Timeshares got their start in the late 1970s. This was when drunk people in leisure suits thought becoming a 1/52nd owner of a condo was a great idea – maybe even a significant “investment!”

Timeshares, it turns out, are a freaking rip-off. Nothing more than another money-making scam for investors and developers who are now long gone. Can you say Charles Keating?

Google “timeshare resale,” and you’ll see that people are giving them away today. I know individuals who bought one for literally 1 dollar.

Why do these timeshares suck so bad that people are giving them away?

  • Annual fees – you could get a decent hotel room for the equivalent of the yearly “maintenance” fee. Better yet, this is without the strings of a fixed place and time.
  • Self-serve administration – you need an enigma machine to decipher the rules for “keeping your week” or “converting your points.” You best be savvy.
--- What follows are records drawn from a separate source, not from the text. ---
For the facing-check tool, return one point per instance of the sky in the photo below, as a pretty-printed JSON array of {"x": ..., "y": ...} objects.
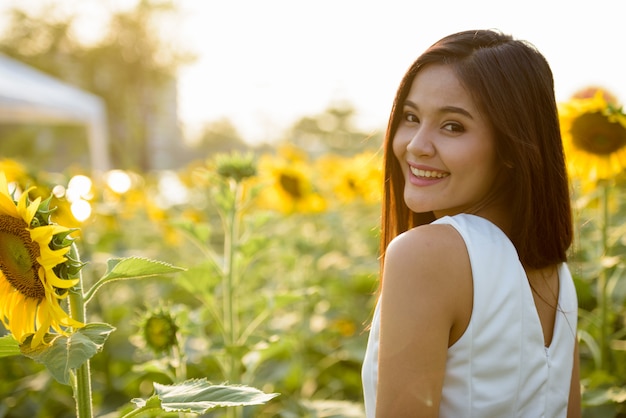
[{"x": 264, "y": 64}]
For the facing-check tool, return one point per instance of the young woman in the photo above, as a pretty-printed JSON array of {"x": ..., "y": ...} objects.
[{"x": 477, "y": 311}]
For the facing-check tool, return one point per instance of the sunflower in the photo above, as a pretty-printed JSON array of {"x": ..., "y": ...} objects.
[
  {"x": 290, "y": 187},
  {"x": 594, "y": 134},
  {"x": 30, "y": 289},
  {"x": 355, "y": 178}
]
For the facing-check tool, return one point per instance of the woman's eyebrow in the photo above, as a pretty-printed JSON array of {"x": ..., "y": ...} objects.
[{"x": 444, "y": 109}]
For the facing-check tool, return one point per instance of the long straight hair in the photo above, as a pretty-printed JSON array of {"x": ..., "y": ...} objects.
[{"x": 512, "y": 85}]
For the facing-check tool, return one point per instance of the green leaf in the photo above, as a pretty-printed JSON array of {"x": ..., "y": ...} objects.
[
  {"x": 9, "y": 346},
  {"x": 198, "y": 396},
  {"x": 135, "y": 267},
  {"x": 131, "y": 268},
  {"x": 65, "y": 354}
]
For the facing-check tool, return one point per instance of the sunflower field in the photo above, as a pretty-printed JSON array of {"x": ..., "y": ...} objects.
[{"x": 241, "y": 285}]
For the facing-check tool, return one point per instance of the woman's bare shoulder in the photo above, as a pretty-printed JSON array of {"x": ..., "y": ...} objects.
[
  {"x": 429, "y": 261},
  {"x": 427, "y": 244}
]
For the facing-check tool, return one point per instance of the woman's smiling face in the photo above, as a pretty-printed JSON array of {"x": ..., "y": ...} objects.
[{"x": 444, "y": 145}]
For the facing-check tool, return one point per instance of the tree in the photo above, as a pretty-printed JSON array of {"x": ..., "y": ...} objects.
[
  {"x": 131, "y": 68},
  {"x": 332, "y": 131}
]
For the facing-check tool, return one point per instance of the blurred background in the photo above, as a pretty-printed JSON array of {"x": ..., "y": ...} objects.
[{"x": 154, "y": 122}]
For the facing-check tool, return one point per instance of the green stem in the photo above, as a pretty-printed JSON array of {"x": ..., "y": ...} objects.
[
  {"x": 231, "y": 312},
  {"x": 82, "y": 387},
  {"x": 602, "y": 283}
]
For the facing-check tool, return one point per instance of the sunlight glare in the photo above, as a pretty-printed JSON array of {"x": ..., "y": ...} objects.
[
  {"x": 81, "y": 209},
  {"x": 79, "y": 187},
  {"x": 118, "y": 181}
]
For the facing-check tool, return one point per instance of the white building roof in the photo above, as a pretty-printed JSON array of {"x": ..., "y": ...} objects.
[{"x": 28, "y": 95}]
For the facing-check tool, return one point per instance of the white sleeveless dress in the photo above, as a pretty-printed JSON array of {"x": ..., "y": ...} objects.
[{"x": 500, "y": 366}]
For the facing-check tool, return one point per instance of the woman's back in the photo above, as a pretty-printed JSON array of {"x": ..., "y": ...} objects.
[{"x": 501, "y": 366}]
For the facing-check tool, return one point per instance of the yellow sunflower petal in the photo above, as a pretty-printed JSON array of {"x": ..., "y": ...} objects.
[{"x": 7, "y": 206}]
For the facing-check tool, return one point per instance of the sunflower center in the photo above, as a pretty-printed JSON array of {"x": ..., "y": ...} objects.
[
  {"x": 594, "y": 133},
  {"x": 291, "y": 185},
  {"x": 18, "y": 257}
]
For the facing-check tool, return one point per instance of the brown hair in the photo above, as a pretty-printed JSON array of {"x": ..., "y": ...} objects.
[{"x": 512, "y": 84}]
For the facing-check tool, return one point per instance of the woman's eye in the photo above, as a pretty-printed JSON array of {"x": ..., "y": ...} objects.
[
  {"x": 453, "y": 127},
  {"x": 410, "y": 117}
]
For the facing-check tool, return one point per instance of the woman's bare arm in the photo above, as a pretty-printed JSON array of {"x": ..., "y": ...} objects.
[{"x": 426, "y": 292}]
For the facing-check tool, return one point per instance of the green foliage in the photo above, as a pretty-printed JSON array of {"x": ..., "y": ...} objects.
[
  {"x": 64, "y": 354},
  {"x": 599, "y": 273},
  {"x": 198, "y": 396}
]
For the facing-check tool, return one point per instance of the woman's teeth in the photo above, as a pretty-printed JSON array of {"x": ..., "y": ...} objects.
[{"x": 428, "y": 174}]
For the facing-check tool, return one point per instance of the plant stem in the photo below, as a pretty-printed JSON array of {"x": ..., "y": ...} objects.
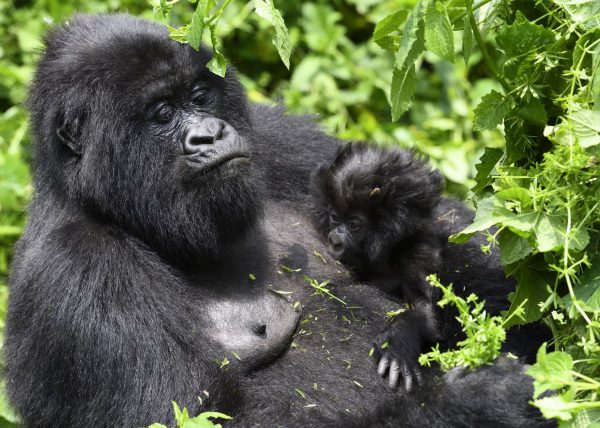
[{"x": 484, "y": 53}]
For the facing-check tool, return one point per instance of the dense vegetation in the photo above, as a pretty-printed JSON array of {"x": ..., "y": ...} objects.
[{"x": 503, "y": 96}]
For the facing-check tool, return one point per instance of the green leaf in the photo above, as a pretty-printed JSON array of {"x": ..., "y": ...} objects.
[
  {"x": 556, "y": 407},
  {"x": 532, "y": 288},
  {"x": 533, "y": 111},
  {"x": 484, "y": 219},
  {"x": 513, "y": 247},
  {"x": 181, "y": 416},
  {"x": 218, "y": 63},
  {"x": 549, "y": 233},
  {"x": 467, "y": 40},
  {"x": 584, "y": 12},
  {"x": 521, "y": 41},
  {"x": 266, "y": 10},
  {"x": 439, "y": 37},
  {"x": 551, "y": 371},
  {"x": 585, "y": 125},
  {"x": 203, "y": 420},
  {"x": 196, "y": 27},
  {"x": 404, "y": 77},
  {"x": 390, "y": 24},
  {"x": 491, "y": 111},
  {"x": 404, "y": 84},
  {"x": 588, "y": 289},
  {"x": 484, "y": 168}
]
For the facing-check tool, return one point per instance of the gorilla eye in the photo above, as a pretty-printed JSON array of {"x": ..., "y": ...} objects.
[
  {"x": 200, "y": 96},
  {"x": 355, "y": 225},
  {"x": 163, "y": 113},
  {"x": 333, "y": 218}
]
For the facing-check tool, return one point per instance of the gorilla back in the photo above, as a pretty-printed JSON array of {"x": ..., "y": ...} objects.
[{"x": 131, "y": 283}]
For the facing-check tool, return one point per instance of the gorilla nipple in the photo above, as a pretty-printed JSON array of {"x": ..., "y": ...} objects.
[{"x": 259, "y": 329}]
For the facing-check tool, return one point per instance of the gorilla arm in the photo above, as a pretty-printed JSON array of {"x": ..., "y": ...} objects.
[{"x": 118, "y": 338}]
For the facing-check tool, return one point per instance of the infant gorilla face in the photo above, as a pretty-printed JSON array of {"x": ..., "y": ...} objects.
[{"x": 346, "y": 237}]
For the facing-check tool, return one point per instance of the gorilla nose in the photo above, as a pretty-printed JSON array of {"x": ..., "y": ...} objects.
[
  {"x": 259, "y": 329},
  {"x": 335, "y": 242},
  {"x": 201, "y": 137}
]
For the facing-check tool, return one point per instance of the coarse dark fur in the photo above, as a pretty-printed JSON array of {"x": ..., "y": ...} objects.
[
  {"x": 131, "y": 284},
  {"x": 378, "y": 209}
]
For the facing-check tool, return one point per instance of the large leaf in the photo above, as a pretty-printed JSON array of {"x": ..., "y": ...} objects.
[
  {"x": 266, "y": 9},
  {"x": 404, "y": 77},
  {"x": 438, "y": 33},
  {"x": 390, "y": 24},
  {"x": 491, "y": 111}
]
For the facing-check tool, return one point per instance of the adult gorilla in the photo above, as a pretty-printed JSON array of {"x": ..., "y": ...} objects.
[{"x": 131, "y": 283}]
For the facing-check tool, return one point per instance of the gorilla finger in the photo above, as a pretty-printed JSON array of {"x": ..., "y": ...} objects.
[
  {"x": 384, "y": 363},
  {"x": 419, "y": 376},
  {"x": 407, "y": 375},
  {"x": 394, "y": 374}
]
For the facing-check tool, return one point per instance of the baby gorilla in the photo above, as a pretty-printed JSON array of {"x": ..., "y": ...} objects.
[{"x": 375, "y": 208}]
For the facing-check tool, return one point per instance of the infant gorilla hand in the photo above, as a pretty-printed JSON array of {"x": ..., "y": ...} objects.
[{"x": 397, "y": 351}]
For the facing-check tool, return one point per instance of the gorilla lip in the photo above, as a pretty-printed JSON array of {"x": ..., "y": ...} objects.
[{"x": 218, "y": 162}]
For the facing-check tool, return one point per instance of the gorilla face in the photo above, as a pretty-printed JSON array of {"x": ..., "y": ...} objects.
[{"x": 157, "y": 149}]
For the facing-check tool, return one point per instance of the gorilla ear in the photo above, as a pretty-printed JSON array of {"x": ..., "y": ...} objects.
[{"x": 69, "y": 132}]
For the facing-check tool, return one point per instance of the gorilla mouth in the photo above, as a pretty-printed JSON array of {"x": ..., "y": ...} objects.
[{"x": 204, "y": 165}]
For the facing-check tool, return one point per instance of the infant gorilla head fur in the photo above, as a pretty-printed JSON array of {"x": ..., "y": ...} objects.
[
  {"x": 146, "y": 150},
  {"x": 370, "y": 200}
]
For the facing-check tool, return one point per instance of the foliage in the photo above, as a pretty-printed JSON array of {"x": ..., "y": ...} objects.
[
  {"x": 207, "y": 14},
  {"x": 541, "y": 191},
  {"x": 484, "y": 334},
  {"x": 449, "y": 72},
  {"x": 203, "y": 420}
]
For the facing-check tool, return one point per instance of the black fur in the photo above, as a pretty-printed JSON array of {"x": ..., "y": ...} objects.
[
  {"x": 380, "y": 211},
  {"x": 131, "y": 283}
]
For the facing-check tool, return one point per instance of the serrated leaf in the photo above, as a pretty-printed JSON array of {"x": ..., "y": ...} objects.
[
  {"x": 484, "y": 168},
  {"x": 467, "y": 40},
  {"x": 439, "y": 37},
  {"x": 532, "y": 288},
  {"x": 513, "y": 247},
  {"x": 588, "y": 288},
  {"x": 196, "y": 27},
  {"x": 218, "y": 63},
  {"x": 491, "y": 111},
  {"x": 533, "y": 111},
  {"x": 556, "y": 407},
  {"x": 390, "y": 24},
  {"x": 584, "y": 12},
  {"x": 549, "y": 233},
  {"x": 551, "y": 371},
  {"x": 585, "y": 125},
  {"x": 404, "y": 84},
  {"x": 404, "y": 77},
  {"x": 267, "y": 10}
]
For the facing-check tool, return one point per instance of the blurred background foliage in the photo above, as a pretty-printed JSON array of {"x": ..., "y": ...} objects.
[{"x": 337, "y": 72}]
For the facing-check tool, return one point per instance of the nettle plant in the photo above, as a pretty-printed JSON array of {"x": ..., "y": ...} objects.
[{"x": 538, "y": 200}]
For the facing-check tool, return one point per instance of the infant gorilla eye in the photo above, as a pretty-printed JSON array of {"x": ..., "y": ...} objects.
[{"x": 162, "y": 113}]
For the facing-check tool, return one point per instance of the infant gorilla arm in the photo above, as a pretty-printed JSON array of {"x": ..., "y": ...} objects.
[
  {"x": 381, "y": 214},
  {"x": 375, "y": 209},
  {"x": 131, "y": 282}
]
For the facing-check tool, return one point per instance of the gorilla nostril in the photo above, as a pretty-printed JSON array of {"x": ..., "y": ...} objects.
[
  {"x": 259, "y": 329},
  {"x": 196, "y": 143}
]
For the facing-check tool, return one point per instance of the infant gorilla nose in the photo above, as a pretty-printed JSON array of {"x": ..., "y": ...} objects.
[{"x": 336, "y": 244}]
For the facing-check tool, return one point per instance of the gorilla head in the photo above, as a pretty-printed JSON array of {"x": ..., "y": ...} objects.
[
  {"x": 145, "y": 151},
  {"x": 372, "y": 199}
]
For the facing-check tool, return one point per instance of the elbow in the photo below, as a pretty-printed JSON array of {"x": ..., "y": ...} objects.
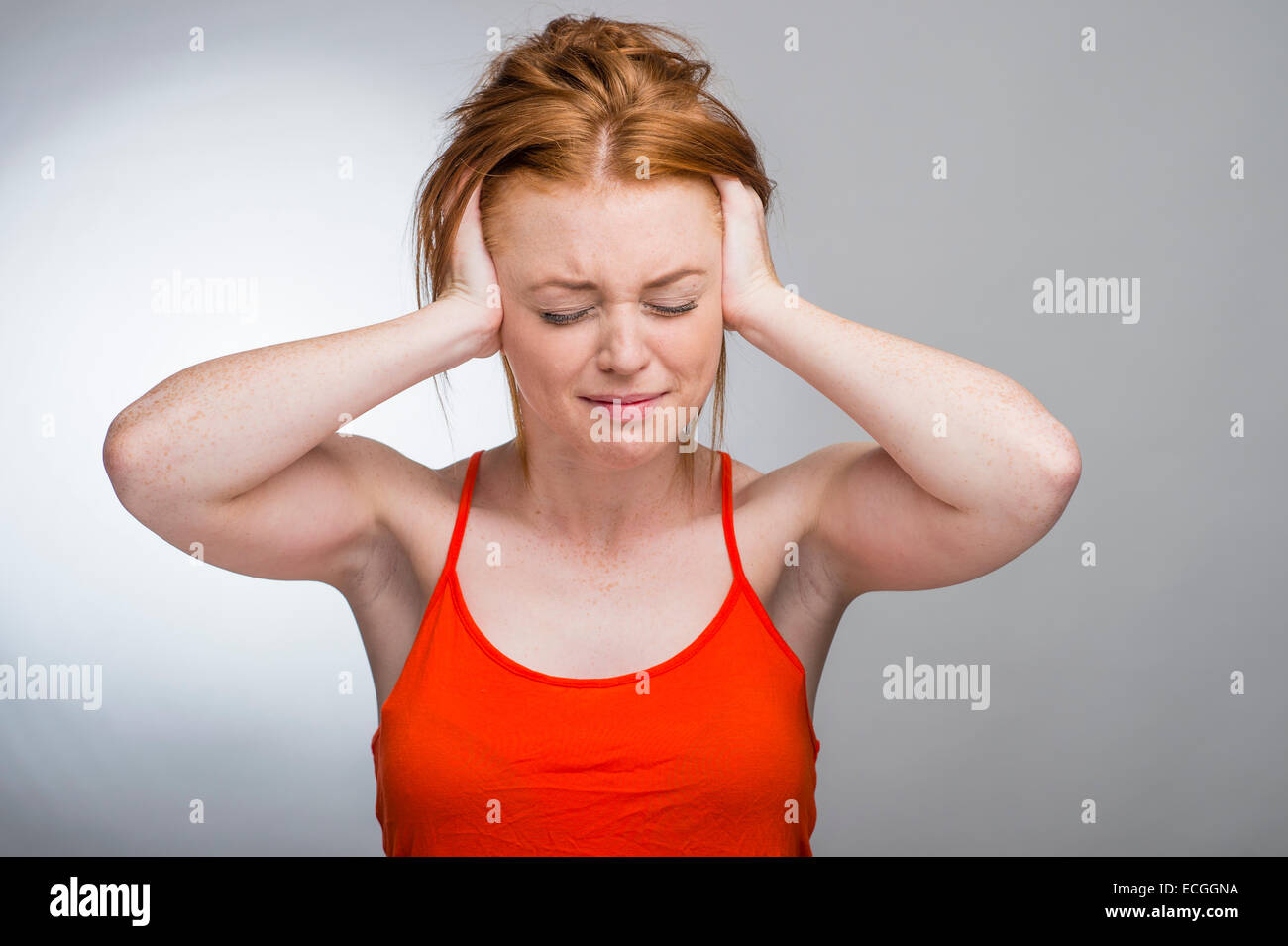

Otherwise, you’ll “losing your time” will be all you’ll get for your costly maintenance fees!
  • Nickel and Dime-ing– welcome to the world of the “reservation fee,” “split-week fee,” “transfer fee,” and “cancellation fee” all incurred when using the website!

Most of these timeshares were sold using the most high-pressure tactics around. A  “free” weekend at a “resort” turned into a 4+ hour sales pitch that would make used-car salespeople blush. Appeals like “isn’t your family worth $50 a week (over ten years) to guarantee you’ll spend time together?”

Insulting. Only a jackass could say such a thing with a straight face.

Oh, and while you are googling “timeshare resale,” go ahead and put in “timeshare litigation,” and you’ll find 285,000 results.

A great moment in jackass history was the invention of the timeshare!